Isabela parou junto à janela alta, os dedos crispados no parapeito. Do outro lado da sala, Júlia cruzava os braços com precisão cirúrgica. Rafael permanecia de pé, ombros tensos, os olhos fixos no envelope molhado.
O envelope molhado no mármore
O advogado abriu o testamento com dedos trêmulos. As palavras saíram secas, uma a uma, como golpes. Isabela sentiu o chão vacilar quando o nome de Rafael foi lido como herdeiro principal.
Júlia ergueu uma sobrancelha, o sorriso frio mal escondendo a fúria. Rafael deu um passo à frente, a respiração curta.
— Isso é mentira — murmurou Isabela, voz baixa mas cortante.
O advogado pigarreou. O silêncio pesado cobriu a sala como o vapor da chuva lá fora.
A herdeira que perdeu o trono
Isabela virou-se para a madrasta, o olhar demorando em cada detalhe do rosto impassível de Júlia. O anel de família brilhou na mão dela, símbolo de um poder que agora escapava.
Rafael soltou uma risada seca. — A casa sempre foi minha por direito. Vocês só fingiam.
Júlia deu um passo à frente. Você não manda mais nesta casa.
Você não manda mais nesta casa.
Isabela sentiu o sangue subir ao rosto, mas não se moveu. O envelope ainda jazia no chão, esquecido.

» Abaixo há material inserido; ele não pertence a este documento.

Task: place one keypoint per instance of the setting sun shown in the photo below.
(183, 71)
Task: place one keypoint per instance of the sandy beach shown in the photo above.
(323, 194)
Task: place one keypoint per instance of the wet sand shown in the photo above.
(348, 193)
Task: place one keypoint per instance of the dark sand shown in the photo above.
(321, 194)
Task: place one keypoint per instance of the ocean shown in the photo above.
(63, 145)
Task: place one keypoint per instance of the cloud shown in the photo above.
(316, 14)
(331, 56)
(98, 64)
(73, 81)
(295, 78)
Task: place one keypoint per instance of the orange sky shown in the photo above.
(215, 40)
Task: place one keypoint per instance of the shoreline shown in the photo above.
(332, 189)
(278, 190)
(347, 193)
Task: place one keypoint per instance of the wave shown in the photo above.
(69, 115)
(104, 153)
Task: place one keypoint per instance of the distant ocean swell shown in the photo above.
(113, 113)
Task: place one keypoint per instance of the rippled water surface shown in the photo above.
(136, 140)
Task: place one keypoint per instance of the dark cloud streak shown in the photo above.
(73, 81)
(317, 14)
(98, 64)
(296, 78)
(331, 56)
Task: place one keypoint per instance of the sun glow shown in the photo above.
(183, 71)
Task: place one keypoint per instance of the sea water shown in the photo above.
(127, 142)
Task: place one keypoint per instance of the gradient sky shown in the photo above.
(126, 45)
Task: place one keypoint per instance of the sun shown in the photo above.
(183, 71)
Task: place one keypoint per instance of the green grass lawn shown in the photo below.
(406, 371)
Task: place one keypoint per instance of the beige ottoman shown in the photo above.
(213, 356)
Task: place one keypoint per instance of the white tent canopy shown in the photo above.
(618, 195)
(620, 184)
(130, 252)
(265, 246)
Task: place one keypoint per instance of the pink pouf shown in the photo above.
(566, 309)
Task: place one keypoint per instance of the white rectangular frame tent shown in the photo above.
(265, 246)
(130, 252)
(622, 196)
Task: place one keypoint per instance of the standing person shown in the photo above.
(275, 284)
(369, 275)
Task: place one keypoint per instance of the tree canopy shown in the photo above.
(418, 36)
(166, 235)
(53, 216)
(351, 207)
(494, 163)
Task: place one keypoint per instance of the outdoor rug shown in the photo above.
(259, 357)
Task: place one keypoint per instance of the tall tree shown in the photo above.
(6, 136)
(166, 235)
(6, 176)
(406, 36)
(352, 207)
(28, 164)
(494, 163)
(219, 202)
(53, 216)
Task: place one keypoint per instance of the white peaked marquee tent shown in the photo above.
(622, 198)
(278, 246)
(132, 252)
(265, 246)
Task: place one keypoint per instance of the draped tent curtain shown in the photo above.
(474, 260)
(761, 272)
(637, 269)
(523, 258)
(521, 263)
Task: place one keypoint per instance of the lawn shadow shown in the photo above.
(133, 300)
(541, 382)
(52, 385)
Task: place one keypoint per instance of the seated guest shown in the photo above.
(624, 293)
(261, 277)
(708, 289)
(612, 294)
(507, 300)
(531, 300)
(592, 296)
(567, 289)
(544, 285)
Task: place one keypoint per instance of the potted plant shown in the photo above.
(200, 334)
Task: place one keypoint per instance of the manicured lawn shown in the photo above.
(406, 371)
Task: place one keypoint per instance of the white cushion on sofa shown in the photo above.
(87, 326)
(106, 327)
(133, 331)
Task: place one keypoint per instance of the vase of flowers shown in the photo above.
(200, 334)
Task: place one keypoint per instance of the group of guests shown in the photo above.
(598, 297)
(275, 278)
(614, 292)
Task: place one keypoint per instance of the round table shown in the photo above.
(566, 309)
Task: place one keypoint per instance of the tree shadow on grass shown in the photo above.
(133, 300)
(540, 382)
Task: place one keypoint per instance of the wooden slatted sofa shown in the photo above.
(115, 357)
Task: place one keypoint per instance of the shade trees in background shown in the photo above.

O documento que ninguém devia encontrar
Minutos depois, quando todos saíram, Isabela voltou ao escritório vago. Sob a gaveta do pai, encontrou um papel amassado com anotações antigas. A palavra assassinato aparecia riscada, quase invisível.
Ela guardou o documento no bolso do casaco, o coração acelerado. A chuva continuava, batendo no vidro como um aviso.
Uma sombra cruzou o corredor lá fora. Passos leves, mas determinados.